Some time back, the National Institute for Mental Health announced that it was pledging $5 million for genomic approaches to bipolar disorder and schizophrenia, which will help to pay for the recruitment and genotyping of new patients and controls. With ten thousand or so patients and controls, the power of genome scans to detect low-risk variants will be dramatically higher than the studies discussed here - so if there are in fact common bipolar variants out there with an effect worth caring about, we should know about them within the next few years.

Of course, it seems increasingly unlikely that common variants constitute more than a small proportion of the total genetic risk for bipolar, so future studies will need to dig deeply into the less well-mapped regions of human genetic variation. In the immediate future we will see more studies of copy-number variation using high-resolution arrays, but ultimately (once costs drop low enough) the real answers are likely to come from large-scale sequencing studies. Sequencing will detect both rare variants and copy-number variation; however, it will take large sample sizes and some clever analysis to make sense of the huge volumes of data that it generates. Improved diagnostic approaches - perhaps brain-imaging technologies - that allow bipolar patients to be divided into distinct clinical sub-groups (potentially with separate genetic etiologies) may also prove useful.

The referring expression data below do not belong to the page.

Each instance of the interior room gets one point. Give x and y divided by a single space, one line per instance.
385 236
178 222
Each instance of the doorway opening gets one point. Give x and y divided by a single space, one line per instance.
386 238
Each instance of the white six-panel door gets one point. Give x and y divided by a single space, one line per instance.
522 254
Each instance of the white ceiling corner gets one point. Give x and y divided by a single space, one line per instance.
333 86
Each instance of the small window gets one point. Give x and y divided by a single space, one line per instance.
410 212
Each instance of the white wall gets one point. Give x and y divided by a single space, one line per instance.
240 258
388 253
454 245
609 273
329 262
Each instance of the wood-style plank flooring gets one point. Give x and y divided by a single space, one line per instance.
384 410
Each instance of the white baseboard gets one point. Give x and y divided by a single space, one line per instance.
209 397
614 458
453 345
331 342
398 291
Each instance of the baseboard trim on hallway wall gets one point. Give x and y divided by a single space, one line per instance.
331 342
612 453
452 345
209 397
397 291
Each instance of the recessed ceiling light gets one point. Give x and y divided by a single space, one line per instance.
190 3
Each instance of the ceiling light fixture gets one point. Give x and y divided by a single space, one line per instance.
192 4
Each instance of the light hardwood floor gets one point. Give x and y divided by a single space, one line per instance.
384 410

A final note: while bipolar serves as a rather extreme example of the failure of genome-wide association with common markers, it's also a reminder of the vast swaths of genetic risk that remain unexplained in nearly all other common diseases as well as complex non-disease traits. Bipolar researchers are thus not alone in their frustrations, and the lessons learned in identifying the genes underlying this condition will be highly relevant to other common diseases.

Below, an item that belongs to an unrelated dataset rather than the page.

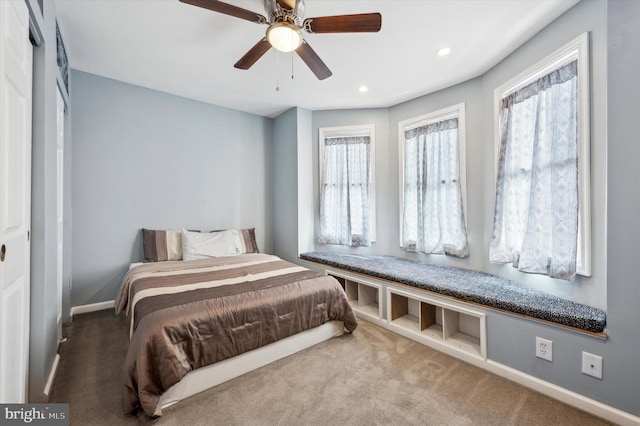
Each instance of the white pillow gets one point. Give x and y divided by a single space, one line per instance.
202 245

Subscribe to Genetic Future.

Burton, P.R., et al. (2007). Genome-wide association study of 14,000 cases of seven common diseases and 3,000 shared controls. Nature, 447(7145), 661-678. DOI: 10.1038/nature05911

Baum, A.E., et al. (2008). A genome-wide association study implicates diacylglycerol kinase eta (DGKH) and several other genes in the etiology of bipolar disorder. Molecular Psychiatry, 13(2), 197-207. DOI: 10.1038/sj.mp.4002012

Sklar, P., et al. (2008). Whole-genome association study of bipolar disorder. Molecular Psychiatry DOI: 10.1038/sj.mp.4002151

4 comments:

G said...

It is also interesting to note that admixture mapping scans (Deo et al) have also failed to find much of a signal for hypertension.

Daniel said...

Thanks G,

I'm surprised that hypertension, of all common diseases, has proved so difficult to find genes for. As I understand it, predisposition to hypertension is ancestral (due to salt retention being beneficial in our hot, dry African homeland) but has been selected against in populations in cooler, wetter northern climates. Because this adaptation is relatively recent, I would have guessed that some of the large-effect alleles that typically characterise early adaptation would still be segregating, i.e. there should be some reasonably common large-effect protective variants.

But in hindsight, maybe there's been enough time for them to reach fixation (assuming strong selection), leaving only the small-effect nearly neutral alleles to drift around and drive phenotypic variation in modern non-African populations.

G said...

I too am slightly surprised that mapping of hypertension has not be easier. If the variants had been driven to fixation by selection outside of Africa, this would make it pretty ideal for admixture mapping even if not for association mapping.

I'm not very sure about this but I think there might be different forms of hypertension, some of which are more strongly sensitive to salt. If so, I wonder if hypertension is a disease where better phenotyping will really help reduce the noise.

Gerry said...

The genetics of manic-depression are elusive because the DSM-IV diagnostic criteria encompass a wide range of different psychiatric disorders, combining elements of major depressive disorder, hypomania, and severe mania without depression.

This is similar to 40 years ago when the bulk of patients with psychiatric disease were categorized as 'schizophrenic' or 'schizoid'.